The Pensions Regulator (TPR) will segment the trustee population to ensure their needs are met as part of the 21st century trusteeship programme.
Speaking at the OPDU Annual General Meeting TPR's non-executive chairman Mark Boyle said training and support needs will differ between lay and professional trustees.
"Training is important and in 2016 we will set out a clear portrait of what being a trustee should look like," he said. "We will need to segment trustees as the needs of trustees differ between lay and professional trustees. We will be giving clear messages as to what good practice should look like."
The Trustee Toolkit has been revamped to provide a "smoother experience" that can be accessed on tablets, laptops and PCs.
"They will be able to build up a history of their assessments and the learning needs analysis tool will help them identify where their knowledge gaps exists and how they can address them," he said.

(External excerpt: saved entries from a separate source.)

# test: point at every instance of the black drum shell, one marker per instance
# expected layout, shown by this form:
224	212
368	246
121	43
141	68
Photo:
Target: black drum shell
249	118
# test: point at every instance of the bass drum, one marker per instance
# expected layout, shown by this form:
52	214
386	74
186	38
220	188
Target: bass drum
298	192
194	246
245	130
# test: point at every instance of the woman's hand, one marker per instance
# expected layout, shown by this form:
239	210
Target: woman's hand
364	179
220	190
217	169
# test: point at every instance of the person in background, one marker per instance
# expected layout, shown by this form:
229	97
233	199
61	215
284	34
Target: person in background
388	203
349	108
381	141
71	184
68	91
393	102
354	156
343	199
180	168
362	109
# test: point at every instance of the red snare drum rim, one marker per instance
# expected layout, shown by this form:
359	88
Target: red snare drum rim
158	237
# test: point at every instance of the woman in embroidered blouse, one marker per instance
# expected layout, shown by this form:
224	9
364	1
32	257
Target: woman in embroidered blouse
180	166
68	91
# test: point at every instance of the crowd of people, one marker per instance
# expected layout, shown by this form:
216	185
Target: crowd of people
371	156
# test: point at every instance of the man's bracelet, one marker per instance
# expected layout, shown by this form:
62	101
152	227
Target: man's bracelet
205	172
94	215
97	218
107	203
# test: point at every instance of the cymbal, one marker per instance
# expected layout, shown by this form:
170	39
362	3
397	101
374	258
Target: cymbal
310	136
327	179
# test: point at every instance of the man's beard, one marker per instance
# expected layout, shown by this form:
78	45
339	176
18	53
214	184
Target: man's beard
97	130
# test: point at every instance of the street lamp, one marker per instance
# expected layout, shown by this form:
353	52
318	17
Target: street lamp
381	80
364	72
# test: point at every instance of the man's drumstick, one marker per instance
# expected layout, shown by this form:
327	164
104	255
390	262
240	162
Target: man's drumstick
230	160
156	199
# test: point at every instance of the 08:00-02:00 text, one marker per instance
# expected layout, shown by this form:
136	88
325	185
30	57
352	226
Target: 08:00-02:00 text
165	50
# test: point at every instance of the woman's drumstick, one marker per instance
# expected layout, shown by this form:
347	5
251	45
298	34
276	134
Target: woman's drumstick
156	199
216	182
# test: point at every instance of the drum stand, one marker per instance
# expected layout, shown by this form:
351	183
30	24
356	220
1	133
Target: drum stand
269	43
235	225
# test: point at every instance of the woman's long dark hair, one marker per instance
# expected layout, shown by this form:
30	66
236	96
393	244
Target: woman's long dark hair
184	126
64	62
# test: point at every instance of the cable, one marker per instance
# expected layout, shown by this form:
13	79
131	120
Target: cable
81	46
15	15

Boyle said a new corporate plan would be launched in the spring which will be "bolder, punchier and more focused."
Key priorities for TPR will include supporting the raft of small and micro employers hitting their staging dates over the coming two years. However, he remains positive and cites the Department for Work and Pensions' (DWP) "Workie" campaign for raising awareness of the issue among the target group.
"We know this group is more likely to leave their preparation to the last minute and may need a nudge to get things done," he said. "One of the biggest barriers to compliance is lack of awareness and this is why the "Workie" campaign is so important."
He continued: "Workie is working as we have seen a fourfold increase in the number of employers visiting our website and eight out of ten remember seeing or hearing the adverts. Auto-enrolment is a priority for us but the outlook is positive with compliance so far remaining above 90%."